(dissenting) — I respectfully dissent from the above opinion for the following reasons. It is not at all clear to me that defense counsel's lack of diligence was totally *966responsible for the failure to discover the conflict of interest substantially earlier than he did. At least that question is somewhat debatable. The record indicates that plaintiff may have contributed to the delay in discovery of the conflict by testifying differently in two depositions. The ultimate result was that a change in plaintiff's testimony in a deposition made some 5 days before trial interjected a new theory of defense into the case.
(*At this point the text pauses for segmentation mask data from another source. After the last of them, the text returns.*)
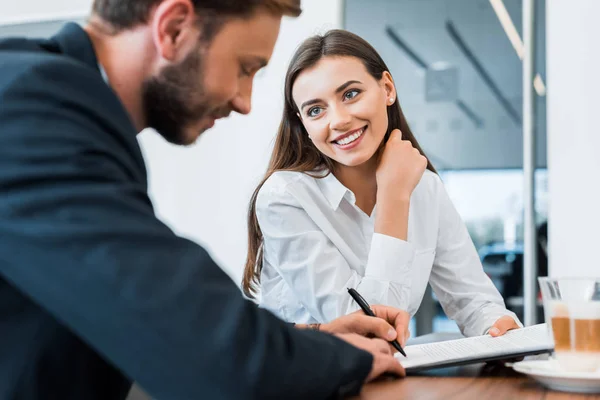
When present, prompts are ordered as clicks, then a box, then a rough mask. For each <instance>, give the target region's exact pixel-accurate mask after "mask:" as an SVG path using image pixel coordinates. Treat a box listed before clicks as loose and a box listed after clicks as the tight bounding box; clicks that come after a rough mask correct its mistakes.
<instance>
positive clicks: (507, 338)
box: [396, 324, 554, 372]
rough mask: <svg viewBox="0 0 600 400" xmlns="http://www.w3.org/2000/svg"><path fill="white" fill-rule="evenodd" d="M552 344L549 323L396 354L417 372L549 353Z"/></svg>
mask: <svg viewBox="0 0 600 400" xmlns="http://www.w3.org/2000/svg"><path fill="white" fill-rule="evenodd" d="M553 347H554V346H553V343H552V340H551V338H550V335H549V332H548V328H547V326H546V324H538V325H533V326H529V327H527V328H522V329H515V330H512V331H508V332H507V333H506V334H505V335H504V336H500V337H496V338H493V337H491V336H489V335H485V336H476V337H470V338H464V339H456V340H448V341H445V342H437V343H428V344H419V345H414V346H406V347H405V348H404V351H405V352H406V355H407V357H406V358H404V357H403V356H402V355H401V354H400V353H396V358H397V359H398V361H400V364H402V365H403V366H404V368H405V369H406V372H415V371H421V370H425V369H432V368H441V367H451V366H456V365H463V364H472V363H478V362H485V361H492V360H502V359H510V358H516V357H522V356H526V355H533V354H541V353H549V352H551V351H552V350H553Z"/></svg>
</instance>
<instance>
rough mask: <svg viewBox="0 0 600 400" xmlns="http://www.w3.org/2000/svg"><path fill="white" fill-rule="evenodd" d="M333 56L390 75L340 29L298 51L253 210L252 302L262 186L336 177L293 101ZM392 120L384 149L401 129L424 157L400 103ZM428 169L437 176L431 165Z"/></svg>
mask: <svg viewBox="0 0 600 400" xmlns="http://www.w3.org/2000/svg"><path fill="white" fill-rule="evenodd" d="M328 56H335V57H355V58H358V59H360V60H361V61H362V63H363V64H364V66H365V67H366V69H367V71H368V72H369V74H370V75H371V76H372V77H373V78H375V79H376V80H377V81H379V80H381V78H382V76H383V73H384V72H385V71H389V69H388V67H387V65H385V62H384V61H383V59H382V58H381V56H379V54H378V53H377V51H376V50H375V49H374V48H373V47H372V46H371V45H370V44H369V43H367V42H366V41H365V40H363V39H362V38H360V37H359V36H357V35H355V34H353V33H351V32H348V31H344V30H339V29H335V30H331V31H329V32H327V33H325V34H324V35H315V36H312V37H310V38H308V39H306V40H305V41H304V42H303V43H302V44H301V45H300V47H299V48H298V49H297V50H296V53H295V54H294V56H293V57H292V60H291V62H290V66H289V67H288V71H287V74H286V77H285V89H284V90H285V93H284V95H285V104H284V108H283V117H282V118H281V123H280V125H279V130H278V132H277V138H276V140H275V146H274V148H273V154H272V155H271V160H270V161H269V167H268V168H267V173H266V174H265V177H264V178H263V180H262V181H261V182H260V184H259V185H258V187H257V188H256V190H255V191H254V194H253V195H252V198H251V199H250V206H249V209H248V256H247V258H246V266H245V269H244V276H243V279H242V290H243V291H244V294H245V295H246V296H248V297H249V298H254V296H255V294H256V292H257V289H258V286H259V285H260V272H261V270H262V265H263V259H262V253H263V251H262V243H263V236H262V232H261V230H260V226H259V224H258V220H257V218H256V198H257V196H258V192H259V191H260V189H261V188H262V186H263V184H264V183H265V181H266V180H267V179H269V177H270V176H271V175H272V174H273V173H274V172H275V171H295V172H304V173H307V174H311V175H313V176H315V177H323V176H324V174H322V172H331V171H333V167H334V163H333V161H332V160H331V159H329V158H328V157H326V156H324V155H323V154H322V153H321V152H319V151H318V150H317V148H316V147H315V146H314V145H313V144H312V142H311V141H310V139H309V138H308V134H307V132H306V130H305V129H304V126H303V125H302V122H301V121H300V118H299V117H298V115H297V113H298V108H297V107H296V105H295V104H294V100H293V98H292V88H293V86H294V82H295V81H296V78H297V77H298V75H299V74H300V73H301V72H302V71H304V70H305V69H307V68H310V67H312V66H313V65H315V64H316V63H317V62H318V61H319V60H320V59H321V58H323V57H328ZM387 114H388V129H387V132H386V135H385V139H384V143H385V141H387V138H388V137H389V134H390V133H391V131H392V130H394V129H396V128H398V129H400V131H401V132H402V138H403V139H405V140H409V141H410V142H411V143H412V145H413V147H415V148H416V149H418V150H419V151H420V152H421V154H423V155H424V156H425V154H424V153H423V150H422V149H421V147H420V146H419V143H417V140H416V139H415V137H414V135H413V134H412V131H411V130H410V128H409V126H408V123H407V122H406V118H404V114H403V113H402V109H401V108H400V105H399V103H398V101H396V102H395V103H394V104H393V105H391V106H388V110H387ZM427 169H429V170H430V171H433V172H436V171H435V169H434V168H433V165H431V162H430V161H429V160H428V161H427Z"/></svg>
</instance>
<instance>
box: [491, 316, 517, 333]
mask: <svg viewBox="0 0 600 400" xmlns="http://www.w3.org/2000/svg"><path fill="white" fill-rule="evenodd" d="M519 328H520V326H519V325H518V324H517V322H516V321H515V320H514V319H513V318H512V317H509V316H508V315H505V316H504V317H501V318H498V320H497V321H496V322H495V323H494V325H492V327H491V328H490V330H489V334H490V336H492V337H497V336H502V335H504V334H505V333H506V332H508V331H510V330H511V329H519Z"/></svg>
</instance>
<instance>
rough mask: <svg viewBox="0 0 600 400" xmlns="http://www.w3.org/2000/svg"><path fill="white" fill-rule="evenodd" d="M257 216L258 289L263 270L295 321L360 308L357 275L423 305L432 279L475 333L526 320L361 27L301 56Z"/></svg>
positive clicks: (267, 304) (385, 290)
As a result, zealous advocacy for defendant Elberfeld Manufacturing Company would have required defense counsel to take a position contrary to the interests of another client of his office.
There is no question in my mind that the conflict of interest was real and that the trial court should have granted defense counsel's motion to withdraw. (CPR) DR 5-105(B), DR 2-110(B)(2). What is less clear to me is who should bear the extensive costs, occasioned when the trial was aborted by this court after jury selection was under way. Both clients are equally disadvantaged by the delay, and both will have to pay for duplicating many of the costs and counsel fees. Were the fault for this unfortunate occurrence clear, I would not hesitate to impose the terms ordered by the majority. However, since I am not convinced that total fault can be attributed to defense counsel's omissions, and since there has been no showing of bad faith, it would be. unfair to burden defense counsel or his client with the entire costs and expenses. At the very least, such costs and counsel fees should abide a trial on the merits.
Accordingly, I respectfully dissent.
Reconsideration denied February 10, 1982.
Review granted by Supreme Court June 11, 1982.